Raffadali

Niente internet e telefono a Raffadali da una settimana, Ida Cuffaro: “Disservizio inaccettabile”

L'assenza delle comunicazioni ha causato notevoli disagi alle famiglie, ai professionisti, alle attività commerciali e agli operatori economici

Pubblicato 2 ore fa

Per quasi una settimana la comunità di Raffadali è rimasta priva dei servizi di telefonia e connessione Internet, con pesanti ripercussioni sulla vita quotidiana dei cittadini, sull’attività delle imprese e sul funzionamento degli uffici pubblici. Un’interruzione prolungata che, nel 2026, rappresenta un grave disservizio per un’infrastruttura ormai essenziale. L’assenza delle comunicazioni ha causato notevoli disagi alle famiglie, ai professionisti, alle attività commerciali e agli operatori economici, molti dei quali hanno registrato difficoltà nello svolgimento del proprio lavoro e nell’utilizzo dei sistemi di pagamento elettronico e dei servizi bancari. Particolare preoccupazione desta la situazione vissuta dalle persone più fragili, che hanno incontrato difficoltà nel contattare il proprio medico o nell’accedere tempestivamente ai servizi di emergenza. Un episodio che evidenzia quanto oggi telefonia e connettività siano servizi indispensabili per garantire sicurezza, assistenza sanitaria e continuità delle attività istituzionali ed economiche.

Il sindaco di Raffadali, Ida Cuffaro, esprime profonda indignazione e amarezza per quanto accaduto. «Raffadali merita rispetto e non può essere considerata una comunità di serie B. È necessario che TIM spieghi con chiarezza cosa abbia provocato il guasto, perché il ripristino del servizio abbia richiesto tempi così lunghi e quali interventi intenda adottare affinché una situazione del genere non si ripeta più.

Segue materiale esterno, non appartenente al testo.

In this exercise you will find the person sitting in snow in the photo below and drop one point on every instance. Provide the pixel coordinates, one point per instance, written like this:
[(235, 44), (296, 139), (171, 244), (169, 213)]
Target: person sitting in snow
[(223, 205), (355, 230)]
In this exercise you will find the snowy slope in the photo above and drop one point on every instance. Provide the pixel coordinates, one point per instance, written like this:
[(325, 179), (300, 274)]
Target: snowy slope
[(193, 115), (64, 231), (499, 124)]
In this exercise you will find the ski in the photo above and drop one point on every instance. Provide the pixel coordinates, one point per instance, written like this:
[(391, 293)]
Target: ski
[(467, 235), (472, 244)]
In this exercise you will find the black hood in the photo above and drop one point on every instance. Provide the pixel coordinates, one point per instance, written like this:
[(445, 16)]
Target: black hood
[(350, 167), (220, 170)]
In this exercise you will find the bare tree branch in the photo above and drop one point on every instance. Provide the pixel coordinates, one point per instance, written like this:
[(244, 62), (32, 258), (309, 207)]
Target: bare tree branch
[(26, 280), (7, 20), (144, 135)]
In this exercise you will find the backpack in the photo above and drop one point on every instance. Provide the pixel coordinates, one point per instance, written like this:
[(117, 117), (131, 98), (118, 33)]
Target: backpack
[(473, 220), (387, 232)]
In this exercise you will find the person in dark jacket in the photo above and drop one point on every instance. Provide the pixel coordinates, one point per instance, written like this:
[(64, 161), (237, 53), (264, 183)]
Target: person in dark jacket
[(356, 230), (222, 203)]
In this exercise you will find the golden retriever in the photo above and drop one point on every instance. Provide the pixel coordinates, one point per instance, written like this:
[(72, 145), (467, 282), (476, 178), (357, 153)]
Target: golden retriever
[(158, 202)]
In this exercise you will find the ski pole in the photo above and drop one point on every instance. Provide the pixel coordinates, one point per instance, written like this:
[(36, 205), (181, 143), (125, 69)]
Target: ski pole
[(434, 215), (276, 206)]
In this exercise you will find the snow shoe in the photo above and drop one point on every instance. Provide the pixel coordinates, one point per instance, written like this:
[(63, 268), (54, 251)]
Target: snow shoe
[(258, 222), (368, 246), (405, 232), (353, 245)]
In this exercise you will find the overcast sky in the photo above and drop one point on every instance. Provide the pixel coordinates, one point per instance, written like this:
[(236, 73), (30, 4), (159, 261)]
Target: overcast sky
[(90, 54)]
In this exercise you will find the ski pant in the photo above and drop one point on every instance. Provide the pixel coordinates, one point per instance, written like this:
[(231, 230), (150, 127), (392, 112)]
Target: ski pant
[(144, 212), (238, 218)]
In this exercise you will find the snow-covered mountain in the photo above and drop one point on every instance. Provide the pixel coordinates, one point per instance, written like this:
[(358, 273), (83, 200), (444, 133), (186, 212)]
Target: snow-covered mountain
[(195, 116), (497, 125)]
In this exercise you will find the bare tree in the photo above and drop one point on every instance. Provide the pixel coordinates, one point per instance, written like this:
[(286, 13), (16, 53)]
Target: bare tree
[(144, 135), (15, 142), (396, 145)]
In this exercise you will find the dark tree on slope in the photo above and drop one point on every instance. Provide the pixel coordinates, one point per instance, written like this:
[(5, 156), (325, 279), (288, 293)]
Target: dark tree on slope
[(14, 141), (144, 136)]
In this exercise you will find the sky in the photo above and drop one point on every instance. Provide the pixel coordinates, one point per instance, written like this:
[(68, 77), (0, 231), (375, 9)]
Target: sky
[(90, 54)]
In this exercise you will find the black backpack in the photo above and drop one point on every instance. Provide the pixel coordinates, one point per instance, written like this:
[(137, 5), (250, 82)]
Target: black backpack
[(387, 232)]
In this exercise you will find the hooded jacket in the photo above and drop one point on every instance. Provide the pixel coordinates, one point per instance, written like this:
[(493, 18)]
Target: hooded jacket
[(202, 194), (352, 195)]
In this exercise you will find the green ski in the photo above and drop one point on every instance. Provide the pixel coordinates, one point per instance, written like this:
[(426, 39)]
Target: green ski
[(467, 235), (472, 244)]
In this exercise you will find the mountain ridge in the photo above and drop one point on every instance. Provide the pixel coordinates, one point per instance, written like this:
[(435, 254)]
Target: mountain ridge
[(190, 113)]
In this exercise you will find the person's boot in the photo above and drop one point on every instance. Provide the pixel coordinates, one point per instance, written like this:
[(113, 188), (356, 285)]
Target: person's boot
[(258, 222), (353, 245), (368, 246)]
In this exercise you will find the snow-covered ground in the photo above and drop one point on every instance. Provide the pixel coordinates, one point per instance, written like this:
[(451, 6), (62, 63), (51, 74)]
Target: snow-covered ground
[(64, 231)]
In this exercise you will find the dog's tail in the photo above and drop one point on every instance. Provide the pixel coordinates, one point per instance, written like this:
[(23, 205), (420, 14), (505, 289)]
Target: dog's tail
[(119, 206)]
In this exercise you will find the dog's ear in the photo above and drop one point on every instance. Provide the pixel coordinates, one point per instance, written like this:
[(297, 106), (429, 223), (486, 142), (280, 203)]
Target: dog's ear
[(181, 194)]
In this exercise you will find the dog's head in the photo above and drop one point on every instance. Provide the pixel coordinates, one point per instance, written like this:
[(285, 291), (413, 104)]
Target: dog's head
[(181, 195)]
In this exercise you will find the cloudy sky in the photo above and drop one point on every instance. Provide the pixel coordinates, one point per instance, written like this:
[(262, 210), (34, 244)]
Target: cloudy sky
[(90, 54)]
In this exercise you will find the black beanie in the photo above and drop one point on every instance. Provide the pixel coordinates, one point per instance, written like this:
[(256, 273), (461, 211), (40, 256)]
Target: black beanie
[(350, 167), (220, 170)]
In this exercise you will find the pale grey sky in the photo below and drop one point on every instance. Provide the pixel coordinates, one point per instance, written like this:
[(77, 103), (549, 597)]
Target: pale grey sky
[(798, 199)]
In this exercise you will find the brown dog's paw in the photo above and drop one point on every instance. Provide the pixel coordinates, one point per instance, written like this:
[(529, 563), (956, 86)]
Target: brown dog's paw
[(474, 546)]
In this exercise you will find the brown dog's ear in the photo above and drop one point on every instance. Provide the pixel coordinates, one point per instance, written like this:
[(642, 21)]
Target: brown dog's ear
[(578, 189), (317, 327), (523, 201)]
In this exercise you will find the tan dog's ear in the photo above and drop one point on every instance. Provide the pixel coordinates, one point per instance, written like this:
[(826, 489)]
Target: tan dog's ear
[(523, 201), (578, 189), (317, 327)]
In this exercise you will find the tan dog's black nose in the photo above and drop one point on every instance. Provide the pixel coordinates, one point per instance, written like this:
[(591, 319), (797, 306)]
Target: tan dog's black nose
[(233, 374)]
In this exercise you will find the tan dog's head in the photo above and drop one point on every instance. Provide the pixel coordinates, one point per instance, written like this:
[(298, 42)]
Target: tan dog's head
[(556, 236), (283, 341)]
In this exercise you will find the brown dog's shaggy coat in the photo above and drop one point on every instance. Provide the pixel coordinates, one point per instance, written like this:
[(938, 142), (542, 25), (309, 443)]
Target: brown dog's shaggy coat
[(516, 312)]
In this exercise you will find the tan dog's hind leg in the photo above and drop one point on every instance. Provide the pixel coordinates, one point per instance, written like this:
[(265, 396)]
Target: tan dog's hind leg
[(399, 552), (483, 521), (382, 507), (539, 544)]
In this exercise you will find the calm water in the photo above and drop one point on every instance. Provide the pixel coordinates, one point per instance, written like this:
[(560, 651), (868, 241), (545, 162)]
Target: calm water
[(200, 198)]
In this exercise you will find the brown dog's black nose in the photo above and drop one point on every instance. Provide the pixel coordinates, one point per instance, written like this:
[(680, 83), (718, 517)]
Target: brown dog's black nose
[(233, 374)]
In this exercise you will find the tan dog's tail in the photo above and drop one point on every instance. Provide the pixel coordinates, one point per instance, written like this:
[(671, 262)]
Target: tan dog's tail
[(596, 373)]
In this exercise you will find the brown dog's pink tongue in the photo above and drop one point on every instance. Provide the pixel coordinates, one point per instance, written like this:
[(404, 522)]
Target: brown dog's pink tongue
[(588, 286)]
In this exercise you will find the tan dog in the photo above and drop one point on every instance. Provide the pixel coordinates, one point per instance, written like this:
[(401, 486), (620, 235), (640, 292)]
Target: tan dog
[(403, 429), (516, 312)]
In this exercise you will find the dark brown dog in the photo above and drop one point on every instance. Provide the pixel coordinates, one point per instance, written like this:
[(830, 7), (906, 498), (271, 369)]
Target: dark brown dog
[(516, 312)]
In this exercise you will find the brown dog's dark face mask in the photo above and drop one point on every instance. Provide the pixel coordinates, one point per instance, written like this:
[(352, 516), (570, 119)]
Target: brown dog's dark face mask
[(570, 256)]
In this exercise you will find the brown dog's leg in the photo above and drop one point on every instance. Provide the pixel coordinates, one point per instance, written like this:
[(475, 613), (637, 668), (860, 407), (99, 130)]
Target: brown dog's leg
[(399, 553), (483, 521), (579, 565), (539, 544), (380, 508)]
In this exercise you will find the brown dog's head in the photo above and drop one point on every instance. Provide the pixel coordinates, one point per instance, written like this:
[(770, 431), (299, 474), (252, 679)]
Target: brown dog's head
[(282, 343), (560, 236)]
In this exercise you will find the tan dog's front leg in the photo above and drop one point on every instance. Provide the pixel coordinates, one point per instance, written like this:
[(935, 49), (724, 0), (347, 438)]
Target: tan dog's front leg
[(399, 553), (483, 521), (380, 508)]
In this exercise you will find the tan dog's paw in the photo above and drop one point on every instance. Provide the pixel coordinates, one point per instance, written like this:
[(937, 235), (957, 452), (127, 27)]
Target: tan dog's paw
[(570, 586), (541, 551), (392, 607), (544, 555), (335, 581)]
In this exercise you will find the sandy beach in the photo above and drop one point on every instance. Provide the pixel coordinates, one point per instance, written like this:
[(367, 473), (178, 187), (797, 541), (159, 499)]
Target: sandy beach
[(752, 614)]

I cittadini hanno diritto a conoscere le cause del disservizio e le misure che saranno adottate per prevenirne il ripetersi». L’Amministrazione comunale chiede inoltre che vengano valutate tutte le forme di tutela previste per cittadini e imprese che hanno subito danni economici e disagi a causa della prolungata interruzione del servizio.

«Le scuse, da sole, non bastano – conclude il sindaco –. Servono responsabilità, investimenti nelle infrastrutture e servizi adeguati agli standard di un Paese moderno. Raffadali non può essere lasciata senza comunicazioni per giorni. L’Amministrazione comunale continuerà a seguire la vicenda, attivando ogni iniziativa istituzionale utile a tutela della comunità e valutando, anche attraverso l’ufficio legale del Comune, le azioni necessarie per la difesa dei diritti dei cittadini e delle attività economiche coinvolte».